Lepas dari fenomena tersebut, ada yang mempertanyakan apakah kasus-kasus itu terkategori malpraktik medik ataukah sekedar kelalaian (human error) dari sang bidan/dokter. Perlu diketahui dengan sangat, sejauh ini di negara kita belum ada ketentuan hukum tentang standar profesi kebidanan yang bisa mengatur kesalahan profesi.
1.2         Rumusan Masalah
1.      Apa itu malpraktek ?
2.      Apa saja jenis-jenis malpraktek ?
3.      Bagaimana cara pembuktian malpraktek ?
4.      Apa saja tanggung gugat malpraktek ?
5.      Bagaimana upaya menghadapi tindakan hukum ?
6.      Bagaimana upaya pencegahan malpraktek ?
1.3      Tujuan
1.      Menjelaskan apa itu malpraktek.
2.      Menjekaskan jens-jenis malpraktek.
3.      Menjelaskan cara pembuktian malpraktek.
4.      Menjelaskan macam-macam tanggung gugat.
5.      Menjelaskan upaya menghadapi tindakan hukum.
6.      Menjelaskan upaya pencegahan malpraktek.




BAB II
PEMBAHASAN

2.1    Pengertian Malpraktek                                                                                                     
Malpraktek merupakan istilah yang sangat umum sifatnya dan tidak selalu berkonotasi yuridis.
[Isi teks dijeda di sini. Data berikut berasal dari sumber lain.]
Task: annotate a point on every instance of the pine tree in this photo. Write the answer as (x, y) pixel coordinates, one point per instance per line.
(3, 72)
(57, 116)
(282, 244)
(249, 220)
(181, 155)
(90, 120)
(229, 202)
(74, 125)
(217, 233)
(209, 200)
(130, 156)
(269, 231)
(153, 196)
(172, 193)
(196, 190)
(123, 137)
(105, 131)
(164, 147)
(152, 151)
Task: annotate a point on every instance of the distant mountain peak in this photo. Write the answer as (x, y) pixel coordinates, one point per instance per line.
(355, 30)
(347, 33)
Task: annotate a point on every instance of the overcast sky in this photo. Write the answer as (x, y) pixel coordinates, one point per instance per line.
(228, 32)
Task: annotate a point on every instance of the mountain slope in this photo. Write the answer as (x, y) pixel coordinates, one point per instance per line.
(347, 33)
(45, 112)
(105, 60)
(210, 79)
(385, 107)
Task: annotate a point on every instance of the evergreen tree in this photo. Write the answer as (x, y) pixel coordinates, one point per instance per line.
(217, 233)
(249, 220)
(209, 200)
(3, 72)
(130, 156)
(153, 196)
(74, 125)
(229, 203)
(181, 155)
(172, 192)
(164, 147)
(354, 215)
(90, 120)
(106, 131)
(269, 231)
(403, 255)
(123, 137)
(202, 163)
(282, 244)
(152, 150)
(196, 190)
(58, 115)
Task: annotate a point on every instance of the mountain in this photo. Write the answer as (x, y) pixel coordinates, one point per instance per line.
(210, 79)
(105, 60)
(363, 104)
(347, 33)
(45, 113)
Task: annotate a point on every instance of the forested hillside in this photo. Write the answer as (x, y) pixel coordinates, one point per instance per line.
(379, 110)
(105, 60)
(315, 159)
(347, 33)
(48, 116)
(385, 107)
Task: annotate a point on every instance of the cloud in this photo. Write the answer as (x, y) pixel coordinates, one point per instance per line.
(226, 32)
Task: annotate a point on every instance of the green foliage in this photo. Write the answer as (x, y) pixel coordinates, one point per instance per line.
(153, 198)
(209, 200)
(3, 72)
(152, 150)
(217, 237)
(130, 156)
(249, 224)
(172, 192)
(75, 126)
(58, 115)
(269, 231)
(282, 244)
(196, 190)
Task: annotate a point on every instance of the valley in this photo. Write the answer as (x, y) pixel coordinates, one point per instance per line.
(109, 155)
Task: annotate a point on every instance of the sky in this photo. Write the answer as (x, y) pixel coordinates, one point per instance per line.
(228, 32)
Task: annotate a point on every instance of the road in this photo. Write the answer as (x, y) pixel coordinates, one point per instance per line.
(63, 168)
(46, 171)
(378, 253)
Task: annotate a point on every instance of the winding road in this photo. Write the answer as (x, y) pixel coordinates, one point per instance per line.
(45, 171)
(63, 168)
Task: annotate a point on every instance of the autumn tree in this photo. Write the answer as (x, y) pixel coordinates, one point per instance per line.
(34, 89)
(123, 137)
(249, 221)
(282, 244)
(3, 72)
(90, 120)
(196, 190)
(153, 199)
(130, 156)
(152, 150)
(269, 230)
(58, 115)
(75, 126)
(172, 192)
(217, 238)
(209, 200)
Secara harfiah “mal” mempunyai arti “salah” sedangkan “praktek” mempunyai arti “pelaksanaan” atau “tindakan”, sehingga malpraktek berarti “pelaksanaan atau tindakan yang salah”. Meskipun arti harfiahnya demikian tetapi kebanyakan istilah tersebut dipergunakan untuk menyatakan adanya tindakan yang salah dalam rangka pelaksanaan suatu profesi.
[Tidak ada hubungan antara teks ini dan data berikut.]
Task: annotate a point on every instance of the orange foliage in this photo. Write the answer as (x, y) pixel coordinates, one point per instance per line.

Sedangkan difinisi malpraktek profesi kesehatan adalah “kelalaian dari seseorang dokter atau bidan untuk mempergunakan tingkat kepandaian dan ilmu pengetahuan dalam mengobati dan merawat pasien, yang lazim dipergunakan terhadap pasien atau orang yang terluka menurut ukuran dilingkungan yang sama” (Valentin v. La Society de Bienfaisance Mutuelle de Los Angelos, California, 1956).
2.2     Jenis-jenis Malpraktek
untuk malpraktek hukum atau yuridical malpractice dibagi dalam 3 kategori sesuai bidang hukum yang dilanggar, yakni :
1.          Criminal malpractice
Perbuatan seseorang dapat dimasukkan dalam kategori criminal malpractice manakala perbuatan tersebut memenuhi rumusan delik pidana yakni :
a)      Perbuatan tersebut (positive act maupun negative act) merupakan    perbuatan          tercela.
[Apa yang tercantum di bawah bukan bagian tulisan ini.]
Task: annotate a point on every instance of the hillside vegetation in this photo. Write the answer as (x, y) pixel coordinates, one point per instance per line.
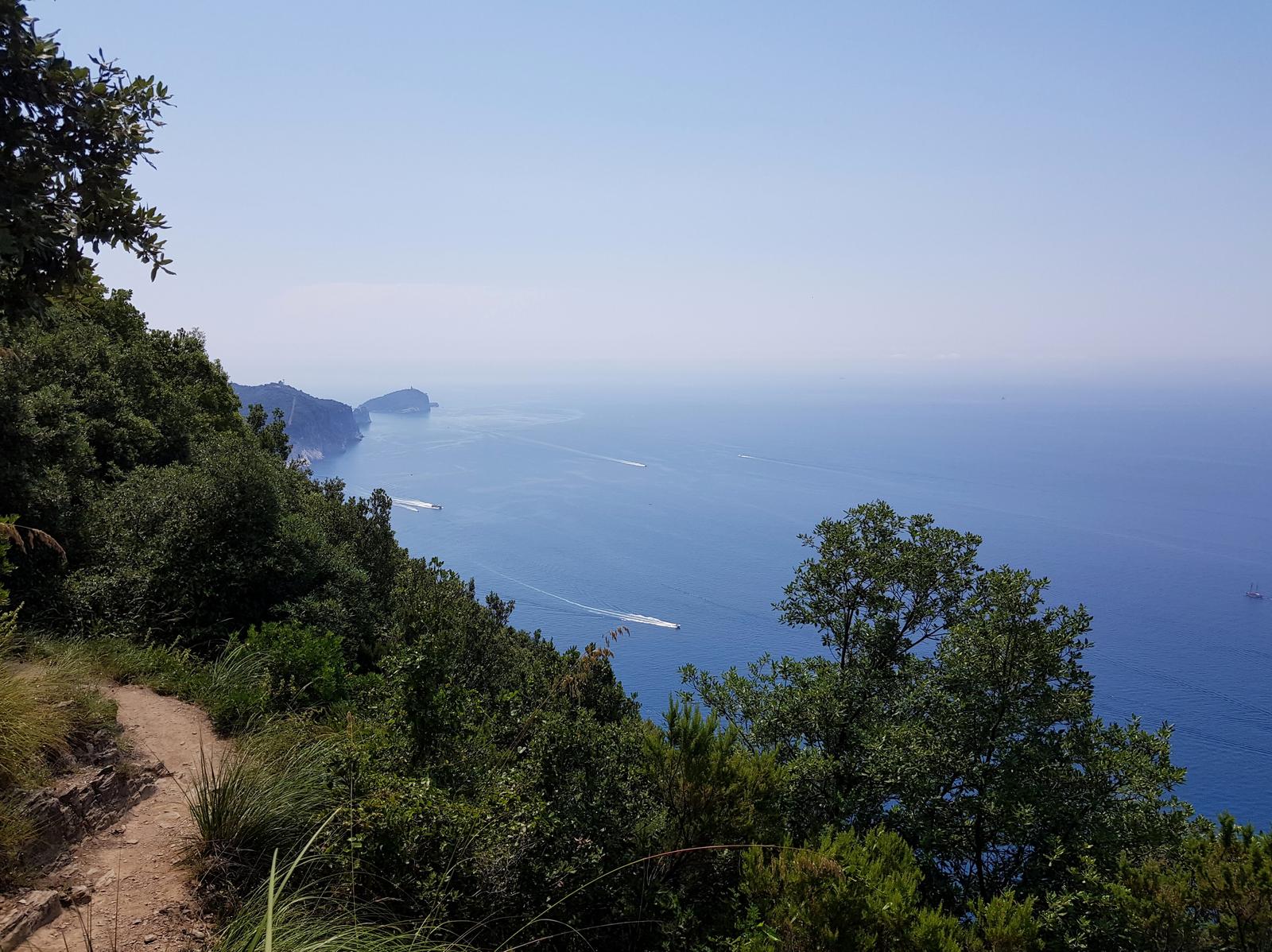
(919, 769)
b)    Dilakukan dengan sikap batin yang salah (mens rea) yang berupa                             kesengajaan(intensional), kecerobohan (reklessness) atau
       kealpaan (negligence).
a.       Criminal malpractice yang bersifat sengaja (intensional) misalnya  melakukan euthanasia (pasal 344 KUHP), membuka rahasia jabatan (pasal 332 KUHP), membuat surat keterangan palsu (pasal 263 KUHP), melakukan aborsi tanpa indikasi medis pasal 299 KUHP).
  b.     Criminal malpractice yang bersifat ceroboh (recklessness) misalnya
            melakukan tindakan medis tanpa persetujuan pasien informed consent.
c.       Criminal malpractice yang bersifat negligence (lalai) misalnya kurang
hati-hati mengakibatkan luka, cacat atau meninggalnya pasien.
Pertanggung jawaban didepan hukum pada criminal malpractice adalah bersifat individual/personal dan oleh sebab itu tidak dapat dialihkan kepada orang
                   lain atau kepada rumah sakit/sarana kesehatan.
2.        Civil malpractice
Seorang tenaga kesehatan akan disebut melakukan civil malpractice apabila tidak melaksanakan kewajiban atau tidak memberikan prestasinya sebagaimana yang telah disepakati (ingkar janji).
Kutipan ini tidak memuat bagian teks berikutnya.